Document Type : Original Article

Authors

1 Professor of Economics, Faculty of Economics and Polotocal Sciences of shahid Beheshti University, Tehran, Iran

2 Master of Economics, Faculty of Economics and Political Sciences, Shahid Beheshti University, Tehran, Iran

3 Ph. D in Economics and Lecturer in the Faculty of Economics and Political Sciences of Shahid Beheshti University, Tehran, Iran

Abstract

1- INTRODUCTION
Achieving macroeconomic stability is one of the main issues of policymakers in developed and developing economies, especially in Iran. In order to create stability in the economy, one of the important and efficient tools are the monetary policies that are used in direct and indirect ways by the central bank. Open market operation as an indirect tool of monetary policy is done in most advanced countries that have structured secondary markets related to government bonds through the entry and exit of the central bank in this market.

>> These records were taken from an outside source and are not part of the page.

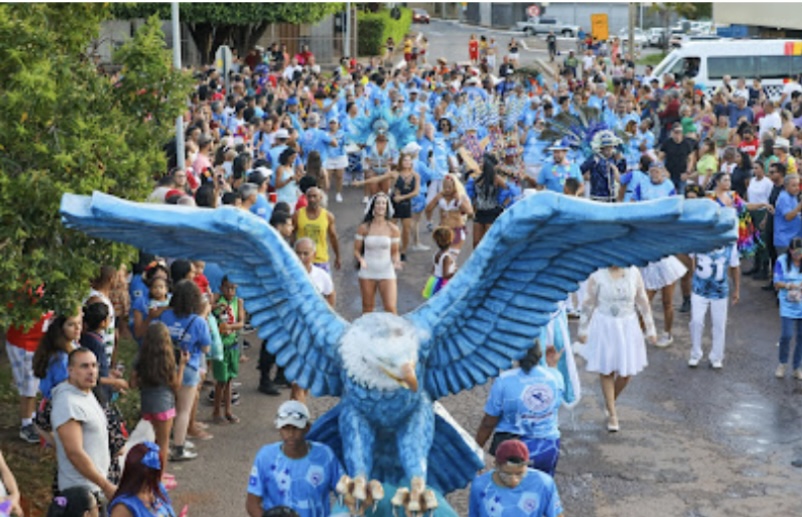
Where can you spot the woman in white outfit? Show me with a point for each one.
(609, 324)
(376, 250)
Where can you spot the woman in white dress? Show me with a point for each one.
(376, 250)
(609, 324)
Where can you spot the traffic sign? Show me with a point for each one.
(223, 59)
(600, 28)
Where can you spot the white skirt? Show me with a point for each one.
(615, 345)
(338, 162)
(657, 275)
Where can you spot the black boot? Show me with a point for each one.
(280, 380)
(268, 388)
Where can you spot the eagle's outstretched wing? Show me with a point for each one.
(533, 256)
(298, 324)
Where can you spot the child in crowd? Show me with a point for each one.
(445, 262)
(158, 377)
(157, 299)
(200, 279)
(96, 316)
(230, 314)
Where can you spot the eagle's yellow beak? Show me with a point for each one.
(407, 379)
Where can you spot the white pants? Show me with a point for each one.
(718, 316)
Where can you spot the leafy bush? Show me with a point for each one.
(375, 28)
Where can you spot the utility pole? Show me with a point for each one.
(347, 31)
(631, 44)
(179, 120)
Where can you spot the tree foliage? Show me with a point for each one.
(239, 25)
(68, 128)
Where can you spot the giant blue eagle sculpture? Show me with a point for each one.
(389, 370)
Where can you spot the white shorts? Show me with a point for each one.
(22, 369)
(338, 162)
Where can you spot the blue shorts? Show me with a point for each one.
(544, 453)
(191, 376)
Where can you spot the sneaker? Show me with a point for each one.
(28, 434)
(665, 340)
(182, 454)
(269, 390)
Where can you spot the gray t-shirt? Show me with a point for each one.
(70, 403)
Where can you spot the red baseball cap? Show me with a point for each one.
(514, 450)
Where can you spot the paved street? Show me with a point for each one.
(692, 442)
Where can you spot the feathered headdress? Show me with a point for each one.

The preparations for the operation of the open market in Iran's economy have been prepared since 2017 and it has been implemented since the beginning of 2019. In the market operations of the Central Bank of the Islamic Republic of Iran, it can buy and sell certain securities, and other banks in Iran can also buy and sell these securities in cooperation with the Central Bank. Considering that the main tool of open market operations is the interest rate, it can be stated that the main objectives of the banking open market operations are the management of the short-term interest rates of the interbank markets in order to balance inflation. Of course, it should be noted that the economic conditions in Iran are different from other countries, because Iran has faced all kinds of economic and non-economic sanctions by Western countries, and it is necessary to consider this influential variable as a quantitative index and measure its effect in the model. Therefore, it is necessary to see the effectiveness of the mentioned operations in the conditions of sanctions. On the other hand, in spite of the extensive exploration regarding the issue of the effectiveness of open market operations, no study with this title has been carried out in a quantitative manner. Therefore, in this paper, the effect of open market operations on variables such as inflation, gross domestic product, exchange rate and interest rate during the period of 1392 to 1400 with seasonal frequency is investigated with the Eviuse software and by using the ARDLmodel.
 
2- THEORETICAL FRAMEWORK
In the implementation of monetary policy, the central bank can directly use its regulatory power or indirectly influence the conditions of the money market as a high-powered money issuer (bill and currency in circulation and deposits with the central bank). Accordingly, two types of monetary policy tools can be distinguished, which are called direct (not relying on market conditions) and indirect (based on market conditions) monetary policy tools.
 
3- METHODOLOGY
In order to investigate the effect of open market operations on four key macroeconomic variables, it is necessary to specify four separate equations and estimate each one separately by using the ARDL method. Consideration that the data is seasonal, it is necessary to check the reliability of the variables and the sum of the equations in order to examine the long-term relationship and the convergence of the variables towards the equilibrium value.
 
 
4- RESULTS & DISCUSSION
The important results obtained in this research is that the sign of the open market operation coefficient is contrary to economic theories, which indicates the inefficiency of the open market operation under sanctions in Iran, and these results are completely consistent with the official evidence and statistics of the relevant centers.
 
5- CONCLUSIONS & SUGGESTIONS
In the current situation where Iran's economy is suffering from stagnation and government budget deficit, it seems that open market operation has found the function of financing for the government and has no effect on controlling the interest rate and consequently the inflation rate. In fact, the government issued bonds without consideration and from the very beginning it has disrupted and rendered useless the operation of the open market operation tool as a tool of the new monetary policy procedure in line with inflation targeting. On the other hand, the creation of open market operations and the issuance of bonds will cause global fluctuations or external pressures to be transferred into the country in the form of clear economic effects and create another vulnerable point against sanctions in Iran's economy. In such a way that by imposing severe sanctions and even by playing with the psychological atmosphere, the price of government bonds in the market will change and fall, which can cause the discrediting of government bonds and a blow to the financing of government activities. Therefore, it is suggested to consider a sustainable and long-term solution to the government's revenue generation, which includes tax revenues.